I tried to see if Koalas and Elasticsearch can work together

This article is the 18th day of NTT TechnoCross Advent Calnder 2020.

Hi, my name is @yuyhiraka (Hirakawa) from NTT TechnoCross. I am usually in charge of virtualization/container/cloud infrastructure and PoC of advanced technology per small network.

The content of this article is personal and has nothing to do with your organization.

Introduction

I tried to see if Koalas and Elasticsearch could work together. There are people in the world who are trying to link Apache Spark TM and Elasticsearch, so it will be an application verification of operation.

-Spark on elasticsearch-hadoop trial -Process Elasticsearch data with Apache Spark -Simple procedure to build Elasticsearch cluster and create Index in Spark

What is Elasticsearch?

Elasticsearch is a search engine, database and ecosystem for search and analysis.

Reference information about Elasticsearch

-What is Elasticsearch? -Elastic Stack Subscription & Deployment Support -NTT TechnoCross-

What is Apache Spark TM ?

Apache Spark TM is a distributed processing framework for fast big data. It also supports Python and is especially called PySpark.

Reference information about Apache Spark TM

-Apache Spark ™ --What is Apache Spark? Introducing it to those who are new to distributed processing

What is pandas

pandas is a powerful data analysis library for Python.

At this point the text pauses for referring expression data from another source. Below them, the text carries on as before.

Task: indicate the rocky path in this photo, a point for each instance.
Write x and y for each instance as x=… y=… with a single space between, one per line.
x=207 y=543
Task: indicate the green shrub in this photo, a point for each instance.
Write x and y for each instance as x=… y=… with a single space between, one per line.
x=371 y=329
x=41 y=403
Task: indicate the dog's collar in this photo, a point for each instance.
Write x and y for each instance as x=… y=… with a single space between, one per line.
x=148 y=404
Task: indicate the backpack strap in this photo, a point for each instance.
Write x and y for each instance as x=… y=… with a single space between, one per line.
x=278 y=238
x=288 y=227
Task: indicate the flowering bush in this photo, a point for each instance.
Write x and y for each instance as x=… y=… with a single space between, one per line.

Reference information about pandas

What is Koalas

Koalas is a wrapper library that enables pandas-like data manipulation with Apache Spark TM . Apache Spark TM has a concept similar to Pandas DataFrame called Spark Dataset/DataFrame, but it gets confused when converting objects between pandas ⇔ Spark Dataset/DataFrame because various APIs are different. .. Koalas is the approach to solve it.

Reference information about Koalas

About cooperation between Elasticsearch and Apache Spark TM

Since the same version is distributed, it seems that Elasticsearch 7.10 and Hadoop ecosystem (including Apache Spark TM , Koalas) can be linked by using Elasticsearch-Hadoop plugin (elasticsearch-hadoop 7.10). is. On the other hand, as of December 2020, it seems that Elasticsearch and Apache Spark TM 3.0.x cannot be linked using the Elasticsearch-Hadoop plugin.

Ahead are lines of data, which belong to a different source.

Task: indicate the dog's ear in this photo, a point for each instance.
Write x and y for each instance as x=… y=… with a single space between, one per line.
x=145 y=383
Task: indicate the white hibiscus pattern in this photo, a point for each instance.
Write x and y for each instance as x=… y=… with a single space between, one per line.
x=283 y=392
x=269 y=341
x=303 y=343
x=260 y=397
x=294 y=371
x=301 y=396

Therefore, this time, I will use Apache Spark TM 2.4.7, which meets the following conditions.

--Supported version of Koalas --Elasticsearch-Supported version of Hadoop plugin

Elasticsearch-Reference information about Hadoop plugins and Elasticsearch versions

-Elastic Product EOL/End of Support Date

Reference information about cooperation between Elasticsearch and Apache Spark TM 3.0.x

Reference information about Koalas Dependencies

About verification environment information

Machine specs

--Ubuntu 20.04 LTS on VirtualBox 6.1.10. --vCPU 6 core

Docker version

# docker version
Client: Docker Engine - Community
 Version:           20.10.0

Create a container image for Apache Spark TM 2.4.7

Building an environment for verification To save operation, create a container image with PySpark 2.4.7 and JupyterLab installed by referring to Build an Image with a Different Version of Spark.

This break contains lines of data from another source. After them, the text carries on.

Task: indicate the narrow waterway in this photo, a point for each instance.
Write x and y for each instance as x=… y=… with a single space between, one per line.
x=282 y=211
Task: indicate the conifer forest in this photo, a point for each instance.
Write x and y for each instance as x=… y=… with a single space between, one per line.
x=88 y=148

# mkdir ~/pyspark-notebook
# curl -O https://raw.githubusercontent.com/jupyter/docker-stacks/master/pyspark-notebook/Dockerfile
# mv Dockerfile ~/pyspark-notebook
# docker build --rm --force-rm \
    -t jupyter/pyspark-notebook:spark-2.4.7 ./pyspark-notebook \
    --build-arg spark_version=2.4.7 \
    --build-arg hadoop_version=2.7 \
    --build-arg spark_checksum=0F5455672045F6110B030CE343C049855B7BA86C0ECB5E39A075FF9D093C7F648DA55DED12E72FFE65D84C32DCD5418A6D764F2D6295A3F894A4286CC80EF478 \
    --build-arg openjdk_version=8

Create a Dockerfile to install the Elasticsearch-Hadoop plugin and Koalas on the base image above. However, PySpark 2.4 does not work with Python 3.8.x as it is As a countermeasure, create a conda virtual environment of Python 3.7.x.

# mkdir ~/koalas-spark
# vi ~/koalas-spark/Dockerfile
FROM jupyter/pyspark-notebook:spark-2.4.7
USER root
RUN apt-get update
RUN apt-get install -y curl
USER jovyan
RUN mkdir ~/jars
RUN curl https://repo1.maven.org/maven2/org/elasticsearch/elasticsearch-hadoop/7.10.1/{elasticsearch-hadoop-7.10.1.jar} --output "/home/jovyan/jars/#1"
RUN conda create -n py37 -c conda-forge python=3.7 jupyter pyspark=2.4 koalas=1.5 openjdk=8 -y

Create a container image using the created Dockerfile.

# docker image build --rm --force-rm -t koalas-spark:0.1 ~/koalas-spark/

Get Elasticsearch container image locally

Since it is a large container image, get it first.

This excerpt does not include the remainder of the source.